Y así es posible creer sólo en lo que está probado. Lo que da seguridad. Lo tradicional. Lo que ha sido ejecutado una y mil veces, porque sólo lo ensayado y demostrado elimina el error, optimiza nuestros actos. Como si lo que precipita, lo que aparece y desaparece, lo relativo, lo que no tiene pies ni quizás cabeza, lo que está arriba pero también abajo, los cuerpos sin órganos y las prótesis que los amplifican y el cíborg, lo que nunca ha sido explicado ni nunca lo será, lo que pertenece no al ámbito de la realidad sino de la fantasía, tuviese que ser por fuerza negativo. Y sospechar que entregarse a lo nuevo es algo así como colgarse un casco con antenas para interactuar con lo que existe y convencerse de que eso ha de ser por fuerza equivocado. Y engañarse deduciendo que es hora de volver la vista atrás.
Y así es posible creer que sólo lo que puede ser explicado es válido, lo que es consecuente y consecutivo, congruente, lo causal, lo que guarda relación, lo que tiene un principio y un fin, lo que puede ser enseñado y por tanto repetido y además adoctrinado, lo que permite que quien habla pueda ser admirado. Como si las raíces no hubieran abandonado aún la tierra, como si la verdad no estuviera en el tronco pero también en las ramas y en los rizomas. Como si en nuestro conocimiento no hubiera saltos. Como si lo que sabemos no fuera fruto sólo de la razón sino también del delirio y las pesadillas. Como si los velos con que nos maquillamos ante los demás no tuvieran que creérselos sólo ellos sino también nosotros.
Y así es posible entender el fracaso, el accidente, no como un punto más en nuestra biografía sino como el resultado de una mala elección.
Así es posible acabar creyendo en mundos en los que la nieve nunca ha existido.

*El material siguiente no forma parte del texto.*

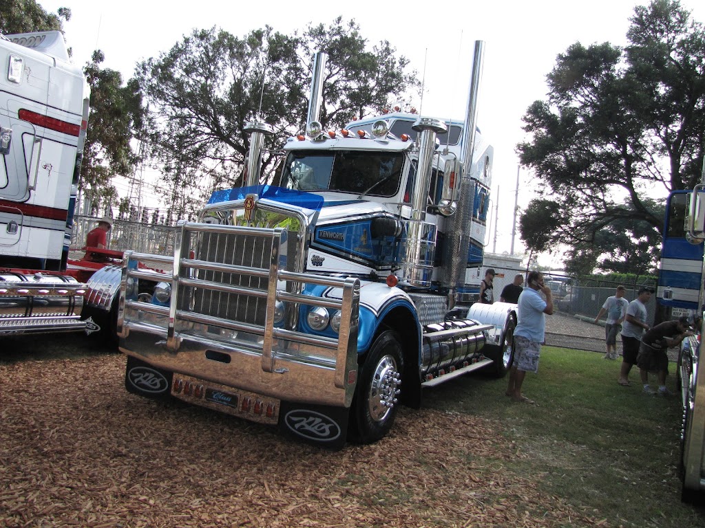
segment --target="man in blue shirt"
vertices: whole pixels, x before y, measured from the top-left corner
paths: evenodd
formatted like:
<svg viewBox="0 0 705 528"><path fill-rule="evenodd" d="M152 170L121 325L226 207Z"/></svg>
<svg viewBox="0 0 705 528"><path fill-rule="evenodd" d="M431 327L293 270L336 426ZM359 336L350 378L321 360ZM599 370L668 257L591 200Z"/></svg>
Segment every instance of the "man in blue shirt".
<svg viewBox="0 0 705 528"><path fill-rule="evenodd" d="M544 274L529 272L527 287L519 296L519 321L514 329L514 361L509 372L509 388L506 394L515 401L534 403L522 394L522 384L527 372L539 370L539 356L546 331L546 314L553 313L551 288L544 284ZM546 300L539 294L541 291Z"/></svg>

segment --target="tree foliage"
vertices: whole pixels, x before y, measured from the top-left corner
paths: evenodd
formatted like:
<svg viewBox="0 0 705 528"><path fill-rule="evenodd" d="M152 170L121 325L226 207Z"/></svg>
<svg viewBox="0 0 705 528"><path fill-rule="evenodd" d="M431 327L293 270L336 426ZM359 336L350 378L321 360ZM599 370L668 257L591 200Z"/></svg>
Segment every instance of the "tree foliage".
<svg viewBox="0 0 705 528"><path fill-rule="evenodd" d="M546 235L572 245L575 257L599 242L598 234L614 240L618 230L641 234L623 257L638 252L639 240L658 246L663 217L649 198L699 179L703 27L674 0L637 7L630 20L623 49L575 43L560 54L548 99L523 118L530 140L517 146L521 163L546 184L542 199L563 216Z"/></svg>
<svg viewBox="0 0 705 528"><path fill-rule="evenodd" d="M135 80L123 86L118 72L101 68L104 56L99 50L92 59L83 70L91 96L79 189L108 206L117 199L111 178L129 176L137 163L130 142L142 127L142 96Z"/></svg>
<svg viewBox="0 0 705 528"><path fill-rule="evenodd" d="M0 2L0 33L32 31L63 31L63 20L71 18L71 10L59 8L55 15L47 13L35 0L3 0Z"/></svg>
<svg viewBox="0 0 705 528"><path fill-rule="evenodd" d="M287 36L271 27L242 38L215 28L195 30L169 51L138 65L137 79L149 105L152 153L163 173L170 203L190 206L199 187L242 183L250 147L245 124L264 121L274 133L265 140L262 180L271 177L276 150L302 130L314 52L329 54L320 120L341 126L398 98L413 77L407 61L384 42L367 50L357 25L337 18L329 27ZM186 184L185 184L185 182Z"/></svg>

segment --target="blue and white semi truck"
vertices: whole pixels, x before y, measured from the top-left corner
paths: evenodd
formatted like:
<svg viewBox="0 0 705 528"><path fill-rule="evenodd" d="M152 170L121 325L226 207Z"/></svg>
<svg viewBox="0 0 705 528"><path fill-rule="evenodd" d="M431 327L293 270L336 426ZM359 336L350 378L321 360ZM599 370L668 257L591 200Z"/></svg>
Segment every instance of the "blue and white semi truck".
<svg viewBox="0 0 705 528"><path fill-rule="evenodd" d="M180 222L173 258L125 253L127 389L337 448L384 436L424 386L503 375L516 307L472 304L493 159L476 129L483 46L465 120L396 113L337 131L317 121L318 54L279 185L258 184L269 127L250 123L245 187ZM117 288L114 277L102 291Z"/></svg>
<svg viewBox="0 0 705 528"><path fill-rule="evenodd" d="M705 494L705 359L701 353L705 239L705 166L702 182L692 191L673 191L666 202L663 243L656 290L657 322L687 315L697 335L685 339L677 377L682 402L681 478L682 498L701 502Z"/></svg>

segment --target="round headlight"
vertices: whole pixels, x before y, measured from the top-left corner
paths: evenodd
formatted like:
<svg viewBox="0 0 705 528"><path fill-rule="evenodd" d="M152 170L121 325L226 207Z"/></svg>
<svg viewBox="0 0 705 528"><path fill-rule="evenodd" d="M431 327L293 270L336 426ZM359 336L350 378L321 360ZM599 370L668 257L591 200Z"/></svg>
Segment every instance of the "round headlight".
<svg viewBox="0 0 705 528"><path fill-rule="evenodd" d="M154 296L160 303L168 303L171 297L171 284L159 282L154 287Z"/></svg>
<svg viewBox="0 0 705 528"><path fill-rule="evenodd" d="M284 319L284 303L277 301L274 304L274 322L281 322Z"/></svg>
<svg viewBox="0 0 705 528"><path fill-rule="evenodd" d="M333 314L333 317L331 318L331 328L332 328L333 331L334 332L336 332L336 334L339 334L340 332L341 332L341 315L342 315L342 313L341 312L340 310L338 310L334 314Z"/></svg>
<svg viewBox="0 0 705 528"><path fill-rule="evenodd" d="M318 306L309 312L307 320L309 327L320 332L326 329L328 326L329 317L328 310L322 306Z"/></svg>

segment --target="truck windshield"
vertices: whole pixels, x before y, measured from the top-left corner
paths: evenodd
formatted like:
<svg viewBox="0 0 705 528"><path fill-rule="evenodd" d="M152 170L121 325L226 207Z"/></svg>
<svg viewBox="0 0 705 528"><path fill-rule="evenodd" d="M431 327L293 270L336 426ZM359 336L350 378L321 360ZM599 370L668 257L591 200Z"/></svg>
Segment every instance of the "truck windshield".
<svg viewBox="0 0 705 528"><path fill-rule="evenodd" d="M342 191L392 196L399 191L401 152L290 152L282 182L299 191Z"/></svg>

Un hombre descansa en su sillón, en una sala amplia, bien iluminada, ante un gran ventanal que le ofrece la mejor vista posible desde su situación. Tanto lo que vemos como lo que no, nos habla de que todo en ese espacio está controlado. Sus aceptables ropas nos sugieren que la temperatura es la adecuada, los brillos en las superficies pulidas y en las franjas de iluminación que todo está cuidado, la composición de materiales, elegante y anodina, que nos hallamos en uno de esos típicos edificios en los que nada ha sido dejado de la mano ni nada realizado con un mínimo de ambición. Todo correcto. Nuestra vida podría desarrollarse en ese interior sin ningún problema. Nada es más necesario probablemente que saber controlar el espacio en que nos desenvolvemos, ajustar perfectamente sus parámetros. Sin embargo al fondo la vista nos sugiere que hay algo más. Aunque sepamos construir nuestros escenarios, algo nos impulsa a no conformarnos con ellos, con su comodidad, con su solvencia, a seguir probando. Pueden ser viviendas mínimas concebidas como módulos, demasiado angostas como para permitirnos una existencia lo suficiente apacible para nuestras necesidades actuales, tan milimetradas que uno se sentiría asfixiado en su interior. Tan imperfectas como para que sus moradores acaben huyendo de ellas, como para que incluso se plantee su demolición. No importa, la idea permanecerá. Seguiremos dudando de lo que ya sabemos cómo funciona, lo que se amolda a nosotros, porque siempre pervivirá esa necesidad de plantearnos las cosas, de cuestionar la realidad, de reflexionar, quién sabe si para llegar a conclusiones válidas o no, pero sí de intentar encontrar soluciones a los problemas con los que nos encontramos, incluso para encontrar soluciones a los problemas que no tenemos, que no existen, que nunca existirán. Porque en contra de quienes necesitan siempre agarrarse a lo sólido, a lo que ha sido probado, existe también un lugar para lo que aún no ha sido hecho, para lo que está pendiente de imaginar. Porque existe seguramente algo más que saber hacer bien sin más las cosas.